From the beginning, the College focused on teaching both the classics and pragmatic subjects, such as languages, sciences, engineering and agriculture. Students were allowed to enroll for course work leading to a diploma or take individual courses without the pressures of a core curriculum. In 1832, the NYU College of Arts and Science held its first classes in rented rooms in four-story Clinton Hall, located near City Hall. In 1833, construction began on the University Building, a grand, gothic structure that would house all of the university's functions at Washington Square. Two years later, the university community took possession of its permanent home on Washington Square East, beginning NYU's enduring and sometimes tumultuous relationship with Greenwich Village. The original University Building was replaced by a larger renovated structure in 1906, which was named Main Building. Main Building was renamed the "Silver Center" in 2002 after Julius Silver, a 1922 graduate of CAS, bequeathed $150 million to the College.

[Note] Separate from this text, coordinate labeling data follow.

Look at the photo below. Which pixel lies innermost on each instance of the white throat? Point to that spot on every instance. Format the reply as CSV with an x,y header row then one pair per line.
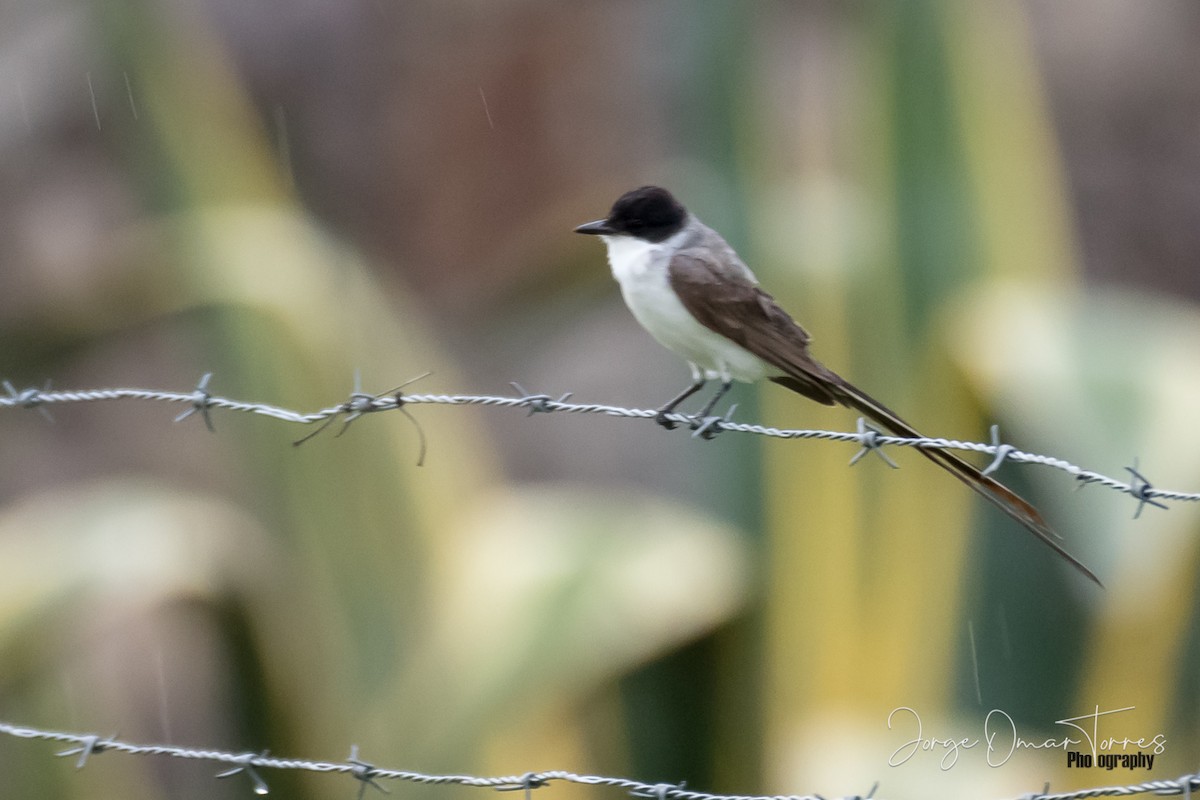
x,y
642,269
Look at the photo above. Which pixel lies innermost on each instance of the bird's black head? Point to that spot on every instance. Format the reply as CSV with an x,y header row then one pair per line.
x,y
648,212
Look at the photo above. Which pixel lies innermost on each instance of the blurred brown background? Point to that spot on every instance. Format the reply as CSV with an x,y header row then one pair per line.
x,y
984,212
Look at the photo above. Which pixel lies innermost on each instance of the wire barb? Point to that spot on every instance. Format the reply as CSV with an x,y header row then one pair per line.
x,y
88,745
539,403
1002,451
528,782
871,440
1140,488
246,764
360,403
31,397
370,775
202,401
364,771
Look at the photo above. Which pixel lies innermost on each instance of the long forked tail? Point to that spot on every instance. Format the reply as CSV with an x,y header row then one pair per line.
x,y
991,489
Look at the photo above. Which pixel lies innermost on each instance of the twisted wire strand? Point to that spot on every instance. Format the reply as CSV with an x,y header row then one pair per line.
x,y
88,745
359,403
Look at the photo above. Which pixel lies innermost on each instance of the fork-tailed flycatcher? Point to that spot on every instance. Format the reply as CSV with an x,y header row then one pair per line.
x,y
691,292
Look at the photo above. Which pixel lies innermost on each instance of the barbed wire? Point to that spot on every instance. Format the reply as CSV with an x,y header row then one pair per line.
x,y
201,402
369,775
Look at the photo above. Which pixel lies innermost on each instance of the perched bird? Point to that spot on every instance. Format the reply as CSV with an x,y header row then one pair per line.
x,y
691,292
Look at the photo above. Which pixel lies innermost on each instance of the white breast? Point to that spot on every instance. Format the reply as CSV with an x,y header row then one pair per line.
x,y
641,269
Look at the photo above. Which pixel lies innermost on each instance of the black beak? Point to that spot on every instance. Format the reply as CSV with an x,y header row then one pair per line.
x,y
597,227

Since NYU was modeled after the University of London, CAS was designed to be non-denominational, unlike other American liberal arts colleges which had the support of various religious denominations. In the eighteenth and nineteenth centuries, many American colleges only offered a classical education coupled with a strong theological component. CAS provided an education to all qualified young men at a reasonable cost and abandoned the exclusive use of "classical" curriculum. The College was privately financed through the sale of stock and NYU's establishment through a joint stock company prevented any religious group or denomination from dominating the affairs and management of the institution. It is interesting to note that although the College was designed to be open to all men regardless of background, the college's early classes were composed almost exclusively of the sons of wealthy Protestant New York families.
The early College of Arts and Science offered space to many scientists without university affiliation. Samuel F. B. Morse invented the telegraph while teaching at the College, John W. Draper had a lab at the University Building as well as Samuel Colt, who invented the "Colt" in his remnants at Washington Square. The University Building offered space for ateliers to artists who sought refuge at the bohemian community around Washington Square Park.
In 1895, NYU Chancellor Henry Mitchell MacCracken, decided to reserve the Washington Square campus for NYU's professional schools and to relocate University College, as CAS was then entitled, to a campus in the Bronx. The area of the Bronx where University College relocated was named University Heights. That campus was designed by Stanford White and associates. In 1903, undergraduate liberal arts education was resumed at the Washington Square campus with the development of the "Collegiate Division," which later became Washington Square College in 1913. For the next 60 years, NYU provided an undergraduate liberal arts education in two colleges and in two locations - at University College in the Bronx and Washington Square College in Greenwich Village.
In 1973, feeling the pressures of imminent bankruptcy, NYU President, James McNaughton Hester, negotiated the sale of the University Heights campus to the City University of New York. While University Heights alumni fought to keep the Bronx campus, today some suggest that the sale was a "blessing in disguise" because the University Heights campus was a financial burden and the management of two liberal arts colleges was difficult.
After the sale of the University Heights campus, the university consolidated undergraduate education at Washington Square. University College merged with Washington Square College to form one liberal arts academic unit, the College of Arts & Science.